Starting Feb. 16, 2016, settlement agents must begin retaining additional proceeds from the sale of property by foreign nationals thanks to recent changes to the Foreign Investment in Real Property Tax Act (FIRPTA). The changes were part of the year-end tax extension legislation signed into law by President Obama on Dec. 18, 2015. The bill reference is H. R. 2029, now known as Pub. L. No. 114-113.
FIRPTA is a tax law passed in 1981 that requires foreign persons to pay U.S. income tax on the gains they make from selling U.S. real estate. The responsibility is on the U.S. national buyer (not the settlement agent) to deduct and withhold a portion of the amount realized (generally the sales price) and report the sale to the Internal Revenue Service (IRS). Buyers can withhold less than the statutory amount if they obtain a determination of the specific amount of tax owed by the foreign national using IRS Form 8288-B. In most cases, the settlement agent is the party that actually remits the funds to the IRS, but the buyer is held legally responsible. Additionally, until the tax is paid in full, the government obtains a security interest in the real property.
Prior to February 16, 2016, the withholding amount was 10% if the sales price was $300,000 or more. The 10% rate will still apply for those transactions in which the property is to be used by the buyer as a residence, provided the amount realized does not exceed $1 million, and the existing $300,000 “exemption” remains unaffected. But what does it mean to be used by the buyer as a residence?
The instructions for filling out the IRS Form 8288 have been updated to clarify that the same factors that qualify a transaction of $300,000 or less to be exempt from withholding will be the same factors that qualify a transaction of $1,000,000 or less for the reduced withholding rate of 10%. So the definition of “used by the transferee as a residence” for purposes of the exemption if the sale is $300,000 or less should be used to determine whether the reduction of the withholding rate from 15% to 10% applies. In this context, “residence” means occupied by the buyer or a member of his family at least fifty percent of the time in which it is occupied for the first two years. It should also be noted that the buyer needs to be one or more individuals.
Here are the new guideline under the recent FIRPTA changes:
- If the amount realized is $300,000 or less, AND the property will be used by the buyer as a residence, the withholding rate is zero percent.
- If the amount realized exceeds $300,000 but does not exceed $1 million, AND the property will be used by the buyer as a residence, the withholding rate is 10% on the full amount realized.
- If the amount realized exceeds $1 million, then the withholding rate is 15% on the entire amount realized, regardless of use by the buyer.
- If the property will not be used by the buyer as a residence, then the withholding rate is 15% on the full amount realized.
- If the buyer is not an individual (one or more) then the rate is 15%.
It is recommended that settlement agents document the buyer’s intent to use the property as a residence as best they can and point out to the buyer the risks of allowing the exemption to apply to their transaction.

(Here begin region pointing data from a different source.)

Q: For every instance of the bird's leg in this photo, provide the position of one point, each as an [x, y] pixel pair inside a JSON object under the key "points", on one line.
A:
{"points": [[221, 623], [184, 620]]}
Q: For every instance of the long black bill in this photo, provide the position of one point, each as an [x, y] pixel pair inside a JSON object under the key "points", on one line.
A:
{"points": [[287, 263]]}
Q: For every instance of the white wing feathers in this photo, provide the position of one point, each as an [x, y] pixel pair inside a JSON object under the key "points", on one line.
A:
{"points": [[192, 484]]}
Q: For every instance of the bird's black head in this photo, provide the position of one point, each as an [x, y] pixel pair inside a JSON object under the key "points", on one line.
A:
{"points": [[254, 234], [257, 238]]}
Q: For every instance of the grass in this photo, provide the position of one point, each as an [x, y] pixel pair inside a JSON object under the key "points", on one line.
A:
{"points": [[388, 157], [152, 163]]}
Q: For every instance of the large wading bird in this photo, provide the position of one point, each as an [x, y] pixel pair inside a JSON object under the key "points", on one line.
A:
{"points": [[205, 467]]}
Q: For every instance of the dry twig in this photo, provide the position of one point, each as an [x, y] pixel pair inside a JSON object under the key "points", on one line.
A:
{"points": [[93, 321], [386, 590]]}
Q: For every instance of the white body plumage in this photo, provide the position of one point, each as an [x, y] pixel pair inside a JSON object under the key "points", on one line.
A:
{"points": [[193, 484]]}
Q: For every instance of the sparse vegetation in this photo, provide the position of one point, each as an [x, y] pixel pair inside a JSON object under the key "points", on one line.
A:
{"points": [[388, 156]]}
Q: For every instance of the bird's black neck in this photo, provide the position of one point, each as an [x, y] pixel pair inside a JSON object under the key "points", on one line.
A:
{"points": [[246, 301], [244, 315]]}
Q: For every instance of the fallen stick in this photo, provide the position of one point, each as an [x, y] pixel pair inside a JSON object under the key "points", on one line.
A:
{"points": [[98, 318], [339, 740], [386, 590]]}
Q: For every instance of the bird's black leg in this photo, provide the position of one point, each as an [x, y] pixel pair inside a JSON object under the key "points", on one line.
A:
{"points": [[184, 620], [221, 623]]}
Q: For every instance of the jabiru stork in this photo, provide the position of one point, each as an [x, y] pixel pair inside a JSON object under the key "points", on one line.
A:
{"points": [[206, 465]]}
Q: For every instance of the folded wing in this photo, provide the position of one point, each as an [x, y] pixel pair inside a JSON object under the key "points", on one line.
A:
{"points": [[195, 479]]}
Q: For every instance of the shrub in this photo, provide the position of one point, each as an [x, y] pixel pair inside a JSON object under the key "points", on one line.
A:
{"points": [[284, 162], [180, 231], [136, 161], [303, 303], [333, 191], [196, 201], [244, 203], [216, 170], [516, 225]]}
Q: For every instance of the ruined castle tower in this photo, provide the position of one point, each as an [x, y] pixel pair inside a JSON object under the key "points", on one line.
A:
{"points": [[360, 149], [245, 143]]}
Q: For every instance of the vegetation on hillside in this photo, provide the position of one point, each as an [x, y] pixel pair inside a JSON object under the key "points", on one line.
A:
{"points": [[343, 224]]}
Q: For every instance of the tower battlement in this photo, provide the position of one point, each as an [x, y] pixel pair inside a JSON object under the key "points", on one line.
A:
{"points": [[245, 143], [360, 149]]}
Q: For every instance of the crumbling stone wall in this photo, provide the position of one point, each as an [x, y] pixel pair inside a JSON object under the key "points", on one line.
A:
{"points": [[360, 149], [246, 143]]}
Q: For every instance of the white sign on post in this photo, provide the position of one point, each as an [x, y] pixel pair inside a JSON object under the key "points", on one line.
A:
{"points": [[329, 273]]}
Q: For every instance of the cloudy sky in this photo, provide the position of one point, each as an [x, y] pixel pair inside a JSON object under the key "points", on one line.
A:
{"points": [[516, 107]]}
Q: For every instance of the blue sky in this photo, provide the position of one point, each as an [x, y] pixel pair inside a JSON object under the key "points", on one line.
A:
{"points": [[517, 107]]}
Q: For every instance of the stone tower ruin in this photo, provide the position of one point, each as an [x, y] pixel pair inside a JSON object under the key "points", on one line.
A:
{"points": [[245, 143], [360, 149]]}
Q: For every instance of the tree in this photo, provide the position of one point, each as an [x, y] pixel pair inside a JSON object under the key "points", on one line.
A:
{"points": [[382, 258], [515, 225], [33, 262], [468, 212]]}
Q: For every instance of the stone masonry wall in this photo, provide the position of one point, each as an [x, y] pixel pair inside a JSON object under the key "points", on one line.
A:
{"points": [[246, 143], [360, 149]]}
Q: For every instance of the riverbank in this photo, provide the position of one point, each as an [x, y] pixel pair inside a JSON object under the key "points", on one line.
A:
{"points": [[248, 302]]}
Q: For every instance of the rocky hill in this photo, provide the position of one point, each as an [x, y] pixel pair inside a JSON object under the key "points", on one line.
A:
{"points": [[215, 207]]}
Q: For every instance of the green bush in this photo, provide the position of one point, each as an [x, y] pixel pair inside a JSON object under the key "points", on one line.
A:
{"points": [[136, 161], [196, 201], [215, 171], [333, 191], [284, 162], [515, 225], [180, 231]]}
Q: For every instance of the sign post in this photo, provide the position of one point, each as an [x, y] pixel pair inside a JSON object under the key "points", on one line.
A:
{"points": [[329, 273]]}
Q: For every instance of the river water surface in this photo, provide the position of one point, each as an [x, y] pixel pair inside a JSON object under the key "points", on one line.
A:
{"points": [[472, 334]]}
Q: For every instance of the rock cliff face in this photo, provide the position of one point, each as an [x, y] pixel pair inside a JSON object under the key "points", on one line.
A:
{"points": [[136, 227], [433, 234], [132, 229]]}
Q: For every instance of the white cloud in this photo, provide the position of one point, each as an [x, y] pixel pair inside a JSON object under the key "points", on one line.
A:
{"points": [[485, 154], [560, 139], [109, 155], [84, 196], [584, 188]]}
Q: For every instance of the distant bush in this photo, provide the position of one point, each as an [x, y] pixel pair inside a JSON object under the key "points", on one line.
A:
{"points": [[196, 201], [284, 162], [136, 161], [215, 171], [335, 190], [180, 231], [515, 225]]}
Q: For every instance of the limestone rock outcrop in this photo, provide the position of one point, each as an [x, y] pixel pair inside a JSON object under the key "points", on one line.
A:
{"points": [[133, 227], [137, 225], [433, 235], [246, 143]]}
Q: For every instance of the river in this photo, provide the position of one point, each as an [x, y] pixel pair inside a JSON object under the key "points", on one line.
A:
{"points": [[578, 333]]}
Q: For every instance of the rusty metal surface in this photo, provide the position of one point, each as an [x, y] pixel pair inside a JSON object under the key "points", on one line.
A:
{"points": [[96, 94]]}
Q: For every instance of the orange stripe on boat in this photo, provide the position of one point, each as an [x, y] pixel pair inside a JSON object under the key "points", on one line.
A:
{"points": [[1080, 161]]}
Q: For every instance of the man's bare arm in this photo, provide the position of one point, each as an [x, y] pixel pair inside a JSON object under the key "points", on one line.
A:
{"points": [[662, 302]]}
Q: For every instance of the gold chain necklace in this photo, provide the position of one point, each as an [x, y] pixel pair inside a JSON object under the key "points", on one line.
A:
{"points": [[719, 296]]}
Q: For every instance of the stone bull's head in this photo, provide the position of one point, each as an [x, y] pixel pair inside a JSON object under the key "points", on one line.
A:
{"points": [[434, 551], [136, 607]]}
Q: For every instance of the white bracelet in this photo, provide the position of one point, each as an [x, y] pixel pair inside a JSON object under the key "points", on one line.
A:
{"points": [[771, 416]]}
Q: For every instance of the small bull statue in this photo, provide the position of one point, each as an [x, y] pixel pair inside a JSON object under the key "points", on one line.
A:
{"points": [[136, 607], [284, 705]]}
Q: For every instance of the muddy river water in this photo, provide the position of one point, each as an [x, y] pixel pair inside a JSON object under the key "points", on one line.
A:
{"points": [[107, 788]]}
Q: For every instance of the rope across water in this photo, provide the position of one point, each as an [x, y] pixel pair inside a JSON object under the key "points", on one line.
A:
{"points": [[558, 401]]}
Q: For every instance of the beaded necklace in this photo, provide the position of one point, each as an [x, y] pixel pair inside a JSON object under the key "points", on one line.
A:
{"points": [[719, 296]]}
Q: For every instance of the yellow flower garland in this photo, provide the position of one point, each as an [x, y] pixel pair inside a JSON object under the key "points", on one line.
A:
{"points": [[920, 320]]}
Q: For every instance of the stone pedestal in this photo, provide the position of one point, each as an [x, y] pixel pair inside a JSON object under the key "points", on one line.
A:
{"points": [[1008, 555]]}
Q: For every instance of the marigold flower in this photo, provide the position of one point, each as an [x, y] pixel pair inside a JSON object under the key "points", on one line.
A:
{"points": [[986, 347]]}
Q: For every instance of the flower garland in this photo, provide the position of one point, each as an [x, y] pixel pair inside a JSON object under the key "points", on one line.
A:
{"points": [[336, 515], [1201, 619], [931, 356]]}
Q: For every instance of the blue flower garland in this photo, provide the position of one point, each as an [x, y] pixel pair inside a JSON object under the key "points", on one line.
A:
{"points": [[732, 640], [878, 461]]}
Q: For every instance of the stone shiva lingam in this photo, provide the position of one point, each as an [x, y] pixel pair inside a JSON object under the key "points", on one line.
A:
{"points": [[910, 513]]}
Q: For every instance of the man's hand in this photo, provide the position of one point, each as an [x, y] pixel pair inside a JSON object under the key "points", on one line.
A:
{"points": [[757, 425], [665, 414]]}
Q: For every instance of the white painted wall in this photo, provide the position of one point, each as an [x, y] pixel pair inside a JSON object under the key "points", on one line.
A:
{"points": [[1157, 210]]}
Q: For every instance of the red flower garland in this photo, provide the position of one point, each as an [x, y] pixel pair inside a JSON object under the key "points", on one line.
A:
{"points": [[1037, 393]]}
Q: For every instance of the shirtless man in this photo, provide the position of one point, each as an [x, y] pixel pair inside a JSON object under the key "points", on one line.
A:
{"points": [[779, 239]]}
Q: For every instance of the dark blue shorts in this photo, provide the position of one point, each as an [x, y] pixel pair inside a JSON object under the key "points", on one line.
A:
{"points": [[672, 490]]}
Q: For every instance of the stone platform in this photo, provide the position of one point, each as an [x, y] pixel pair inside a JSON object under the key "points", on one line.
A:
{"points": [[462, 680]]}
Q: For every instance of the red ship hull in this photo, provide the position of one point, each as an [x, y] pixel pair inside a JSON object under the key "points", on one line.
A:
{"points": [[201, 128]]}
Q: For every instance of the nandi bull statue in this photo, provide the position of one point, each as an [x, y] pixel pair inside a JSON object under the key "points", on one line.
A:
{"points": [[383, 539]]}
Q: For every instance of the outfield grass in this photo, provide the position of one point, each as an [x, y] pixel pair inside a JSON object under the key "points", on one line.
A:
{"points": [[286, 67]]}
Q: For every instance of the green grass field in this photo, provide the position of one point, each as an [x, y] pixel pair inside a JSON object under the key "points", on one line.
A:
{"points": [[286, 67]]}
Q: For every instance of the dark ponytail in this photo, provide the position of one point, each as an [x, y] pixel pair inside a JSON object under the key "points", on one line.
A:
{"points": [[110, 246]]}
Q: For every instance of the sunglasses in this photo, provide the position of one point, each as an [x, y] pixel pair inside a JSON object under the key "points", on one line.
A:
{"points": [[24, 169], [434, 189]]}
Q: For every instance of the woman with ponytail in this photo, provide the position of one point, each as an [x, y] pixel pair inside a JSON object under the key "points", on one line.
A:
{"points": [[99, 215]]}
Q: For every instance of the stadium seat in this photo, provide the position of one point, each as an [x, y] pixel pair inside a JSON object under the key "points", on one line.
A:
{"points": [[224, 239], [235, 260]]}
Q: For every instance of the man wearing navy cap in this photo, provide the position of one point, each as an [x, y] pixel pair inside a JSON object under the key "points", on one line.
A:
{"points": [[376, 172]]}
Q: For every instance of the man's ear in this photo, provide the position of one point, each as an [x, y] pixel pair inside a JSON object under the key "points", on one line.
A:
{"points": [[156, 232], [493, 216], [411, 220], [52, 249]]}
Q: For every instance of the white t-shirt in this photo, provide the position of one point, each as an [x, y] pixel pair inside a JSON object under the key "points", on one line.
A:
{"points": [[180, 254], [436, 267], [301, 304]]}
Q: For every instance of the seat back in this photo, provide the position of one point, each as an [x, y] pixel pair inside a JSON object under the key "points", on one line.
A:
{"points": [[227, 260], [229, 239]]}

Under the law, the buyer is the withholding agent and is responsible for withholding and remitting the proper amount to the IRS. Settlement agents should also be vigilant for situations where the foreign Seller forces the Buyer to claim residence status merely to lower the withholding rate, since the buyer could be liable for any additional withholding tax, penalty, and interest if their intent is ever challenged by the IRS.
These changes have prompted revisions to the current FR/BAR contract to change the withholding amount.